I am advised by the Revenue Commissioners that income from patent royalties is normally received in the form of a licence fee from licensing out the patent and that, for companies, such income is generally taxed at the higher corporation tax rate of 25%, while resident individual taxpayers are liable to tax at their marginal rate of tax in respect of such income. However, it is possible to have royalty income treated as trading income in respect of which a company is taxable at the 12½% rate of corporation tax. To qualify for the 12½% rate there must be a high degree of activity associated with the licensing out of the patent from which the royalty income is derived. Section 234 Taxes Consolidation Act 1997 (TCA) provided for a tax exemption for income received by an individual or company from a qualifying patent subject to an annual limit of €5 million on aggregate patent income in any one year. An exemption was also provided, under section 141, for dividends or other distributions paid by companies from tax-exempt patent income. A qualifying patent is a patent in relation to which the research, planning and development work leading to the patented invention was carried out in the State or in another country which is part of the European Economic Area. The exemption for patent royalty income was subject to the restriction, introduced in the Finance Act 2006, on the use of tax reliefs by high-income individuals and to the further restrictions in this regard introduced in Finance Act 2010.

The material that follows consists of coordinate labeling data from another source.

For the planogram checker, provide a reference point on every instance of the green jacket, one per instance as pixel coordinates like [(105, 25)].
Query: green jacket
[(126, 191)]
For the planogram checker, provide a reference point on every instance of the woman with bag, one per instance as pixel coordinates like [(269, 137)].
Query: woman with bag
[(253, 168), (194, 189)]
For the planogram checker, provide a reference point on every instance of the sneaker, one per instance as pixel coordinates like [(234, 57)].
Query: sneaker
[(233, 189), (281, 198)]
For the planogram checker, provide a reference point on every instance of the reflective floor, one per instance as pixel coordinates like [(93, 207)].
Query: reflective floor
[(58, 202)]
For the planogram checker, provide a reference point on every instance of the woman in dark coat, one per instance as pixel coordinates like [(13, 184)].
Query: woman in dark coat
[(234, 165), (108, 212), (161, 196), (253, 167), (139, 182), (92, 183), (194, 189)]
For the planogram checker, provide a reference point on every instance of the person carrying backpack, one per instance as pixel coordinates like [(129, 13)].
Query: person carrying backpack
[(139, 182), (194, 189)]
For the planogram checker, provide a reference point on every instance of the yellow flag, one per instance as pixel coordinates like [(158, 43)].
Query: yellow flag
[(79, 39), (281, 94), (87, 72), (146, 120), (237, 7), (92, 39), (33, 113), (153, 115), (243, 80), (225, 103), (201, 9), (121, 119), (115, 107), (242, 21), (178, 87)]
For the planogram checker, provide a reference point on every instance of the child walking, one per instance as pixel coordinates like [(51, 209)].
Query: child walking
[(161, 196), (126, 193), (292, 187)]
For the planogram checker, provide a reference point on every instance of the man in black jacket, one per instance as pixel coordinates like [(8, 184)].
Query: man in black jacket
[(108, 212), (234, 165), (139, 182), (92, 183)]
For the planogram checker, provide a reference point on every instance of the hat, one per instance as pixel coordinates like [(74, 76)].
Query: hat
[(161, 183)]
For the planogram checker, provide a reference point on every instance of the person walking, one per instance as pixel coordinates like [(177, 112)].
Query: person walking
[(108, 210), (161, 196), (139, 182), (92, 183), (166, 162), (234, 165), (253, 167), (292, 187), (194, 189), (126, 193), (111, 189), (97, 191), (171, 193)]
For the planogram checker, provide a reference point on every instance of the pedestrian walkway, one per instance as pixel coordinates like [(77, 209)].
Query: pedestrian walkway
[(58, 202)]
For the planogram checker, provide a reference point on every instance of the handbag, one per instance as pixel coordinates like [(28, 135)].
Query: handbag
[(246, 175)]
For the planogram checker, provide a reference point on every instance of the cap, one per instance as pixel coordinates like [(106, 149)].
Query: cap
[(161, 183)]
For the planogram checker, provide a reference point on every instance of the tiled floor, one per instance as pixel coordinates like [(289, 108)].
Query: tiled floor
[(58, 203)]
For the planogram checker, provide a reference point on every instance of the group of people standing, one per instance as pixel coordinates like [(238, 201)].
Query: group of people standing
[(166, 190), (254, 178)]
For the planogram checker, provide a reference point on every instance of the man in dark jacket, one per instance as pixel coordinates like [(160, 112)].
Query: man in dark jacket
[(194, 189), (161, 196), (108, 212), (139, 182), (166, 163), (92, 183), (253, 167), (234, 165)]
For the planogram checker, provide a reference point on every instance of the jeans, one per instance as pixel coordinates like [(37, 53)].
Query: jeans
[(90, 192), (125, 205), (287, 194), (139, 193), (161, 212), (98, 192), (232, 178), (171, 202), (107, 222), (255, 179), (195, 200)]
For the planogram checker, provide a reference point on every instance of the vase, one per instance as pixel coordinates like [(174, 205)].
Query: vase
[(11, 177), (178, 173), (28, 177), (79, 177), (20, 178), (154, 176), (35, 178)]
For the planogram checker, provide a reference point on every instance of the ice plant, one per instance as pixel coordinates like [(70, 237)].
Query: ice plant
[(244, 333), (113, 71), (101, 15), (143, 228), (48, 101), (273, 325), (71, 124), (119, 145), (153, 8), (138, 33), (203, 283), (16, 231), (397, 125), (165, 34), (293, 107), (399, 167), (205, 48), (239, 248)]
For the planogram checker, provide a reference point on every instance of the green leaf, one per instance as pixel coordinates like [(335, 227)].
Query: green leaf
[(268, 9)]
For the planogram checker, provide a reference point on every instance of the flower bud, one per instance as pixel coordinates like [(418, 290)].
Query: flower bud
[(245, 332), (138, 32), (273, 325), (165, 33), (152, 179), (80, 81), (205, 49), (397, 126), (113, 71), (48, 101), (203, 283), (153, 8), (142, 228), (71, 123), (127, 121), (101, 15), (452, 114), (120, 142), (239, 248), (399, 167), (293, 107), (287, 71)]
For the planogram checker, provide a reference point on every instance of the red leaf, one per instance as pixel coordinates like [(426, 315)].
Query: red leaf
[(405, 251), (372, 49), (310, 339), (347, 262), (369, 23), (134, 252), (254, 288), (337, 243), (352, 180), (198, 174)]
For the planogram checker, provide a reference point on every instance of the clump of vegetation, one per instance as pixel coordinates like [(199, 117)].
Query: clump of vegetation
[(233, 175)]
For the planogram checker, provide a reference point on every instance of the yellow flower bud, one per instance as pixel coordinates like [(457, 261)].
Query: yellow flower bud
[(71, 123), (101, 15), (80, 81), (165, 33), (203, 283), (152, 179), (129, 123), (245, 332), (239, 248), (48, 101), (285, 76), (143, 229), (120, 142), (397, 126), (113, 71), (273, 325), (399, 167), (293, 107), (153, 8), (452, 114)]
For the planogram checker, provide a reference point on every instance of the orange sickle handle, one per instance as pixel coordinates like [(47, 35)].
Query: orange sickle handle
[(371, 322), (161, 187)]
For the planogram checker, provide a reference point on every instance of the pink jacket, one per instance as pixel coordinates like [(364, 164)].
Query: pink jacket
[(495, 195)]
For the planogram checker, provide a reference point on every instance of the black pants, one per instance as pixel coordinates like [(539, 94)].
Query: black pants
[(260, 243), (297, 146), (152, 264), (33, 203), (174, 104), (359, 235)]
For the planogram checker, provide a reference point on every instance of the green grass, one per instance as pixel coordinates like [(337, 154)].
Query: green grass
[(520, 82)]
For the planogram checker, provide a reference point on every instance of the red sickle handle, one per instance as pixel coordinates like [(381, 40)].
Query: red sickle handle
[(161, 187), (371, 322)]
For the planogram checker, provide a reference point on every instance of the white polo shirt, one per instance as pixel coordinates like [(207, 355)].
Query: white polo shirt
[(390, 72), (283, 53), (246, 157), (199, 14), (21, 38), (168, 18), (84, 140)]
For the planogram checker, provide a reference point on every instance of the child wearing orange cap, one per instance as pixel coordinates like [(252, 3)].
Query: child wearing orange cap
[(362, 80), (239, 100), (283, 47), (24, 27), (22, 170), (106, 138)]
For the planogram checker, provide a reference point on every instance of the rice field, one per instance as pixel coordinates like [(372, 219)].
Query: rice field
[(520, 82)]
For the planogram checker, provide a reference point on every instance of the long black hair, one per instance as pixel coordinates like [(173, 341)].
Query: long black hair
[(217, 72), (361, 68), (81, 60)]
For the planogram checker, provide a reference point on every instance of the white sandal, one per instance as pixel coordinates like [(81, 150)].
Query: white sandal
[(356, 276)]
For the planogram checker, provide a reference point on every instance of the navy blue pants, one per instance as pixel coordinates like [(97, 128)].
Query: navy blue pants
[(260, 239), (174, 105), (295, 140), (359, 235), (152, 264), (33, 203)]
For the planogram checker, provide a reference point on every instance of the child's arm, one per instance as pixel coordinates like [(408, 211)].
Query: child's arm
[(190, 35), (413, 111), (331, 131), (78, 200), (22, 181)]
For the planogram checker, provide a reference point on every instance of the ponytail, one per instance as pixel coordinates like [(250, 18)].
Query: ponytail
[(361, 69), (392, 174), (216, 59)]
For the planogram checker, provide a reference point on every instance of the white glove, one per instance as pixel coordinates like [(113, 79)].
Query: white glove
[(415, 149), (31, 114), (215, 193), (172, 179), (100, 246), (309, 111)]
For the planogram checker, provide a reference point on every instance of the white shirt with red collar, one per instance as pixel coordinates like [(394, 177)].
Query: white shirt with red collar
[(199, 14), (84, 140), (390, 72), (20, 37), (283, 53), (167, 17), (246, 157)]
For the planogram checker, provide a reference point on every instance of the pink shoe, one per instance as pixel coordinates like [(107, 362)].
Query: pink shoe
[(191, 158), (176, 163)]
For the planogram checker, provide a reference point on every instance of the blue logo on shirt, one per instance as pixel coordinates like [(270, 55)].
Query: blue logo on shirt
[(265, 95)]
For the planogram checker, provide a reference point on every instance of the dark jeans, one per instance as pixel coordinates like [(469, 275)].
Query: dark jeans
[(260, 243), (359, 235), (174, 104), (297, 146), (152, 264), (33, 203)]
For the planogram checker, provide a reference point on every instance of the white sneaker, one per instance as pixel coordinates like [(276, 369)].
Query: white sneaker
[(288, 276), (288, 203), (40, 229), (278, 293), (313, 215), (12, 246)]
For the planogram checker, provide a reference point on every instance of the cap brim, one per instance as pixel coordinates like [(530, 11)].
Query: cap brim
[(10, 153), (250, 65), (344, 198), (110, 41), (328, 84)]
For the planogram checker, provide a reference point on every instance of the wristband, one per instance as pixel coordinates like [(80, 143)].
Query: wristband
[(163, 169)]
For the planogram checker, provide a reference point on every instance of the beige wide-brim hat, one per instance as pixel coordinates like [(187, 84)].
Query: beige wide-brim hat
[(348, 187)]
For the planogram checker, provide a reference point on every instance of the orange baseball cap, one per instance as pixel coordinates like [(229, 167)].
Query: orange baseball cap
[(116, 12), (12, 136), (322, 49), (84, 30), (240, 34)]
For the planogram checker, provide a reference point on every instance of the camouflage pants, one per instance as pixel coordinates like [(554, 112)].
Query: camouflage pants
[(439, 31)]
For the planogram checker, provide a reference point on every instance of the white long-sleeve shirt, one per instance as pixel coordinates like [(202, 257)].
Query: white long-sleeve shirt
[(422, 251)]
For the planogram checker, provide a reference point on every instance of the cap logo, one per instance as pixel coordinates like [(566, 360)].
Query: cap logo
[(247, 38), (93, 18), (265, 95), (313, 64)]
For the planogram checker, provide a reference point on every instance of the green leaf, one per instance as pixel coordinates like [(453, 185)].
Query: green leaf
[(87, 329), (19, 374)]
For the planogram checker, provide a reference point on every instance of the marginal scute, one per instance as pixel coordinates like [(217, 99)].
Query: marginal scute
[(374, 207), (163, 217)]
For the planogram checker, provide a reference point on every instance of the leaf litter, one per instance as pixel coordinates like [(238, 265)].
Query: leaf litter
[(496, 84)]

The tax exemption for patent royalty income and related distributions was abolished in Budget 2011 with effect from 24 November 2010 following consideration of a recommendation to this effect in the Report of the Commission on Taxation. The Commission on Taxation was of the view that the exemption was not an effective measure in incentivising companies to engage in research and development activities in Ireland and that it had been used as a tax-efficient means of remunerating employees and directors.
I am also advised that there is an obligation to deduct tax at the standard rate of income tax on patent royalty payments under Section 238 of the TCA, but this does not apply in the case of royalties paid by a company to associated companies resident in other EU States or royalties paid by a company in the course of a trade to a company resident in a country with which Ireland has agreed a tax treaty. Revenue is also prepared to waive the requirement to deduct tax in circumstances where the royalties are paid to non-residents who would otherwise be entitled to repayment of the tax deducted.
In relation to tax yield from patent royalty income, I am informed by the Revenue Commissioners that, based on information provided in annual tax returns, the total tax yield in respect of such income was negligible for the years 2009 and 2010. Estimates of tax yield from such income are not available for 2011 and 2012. However, the abolition of the exemption for patent royalty income in Budget 2011 was estimated to provide a full year yield of €50 million.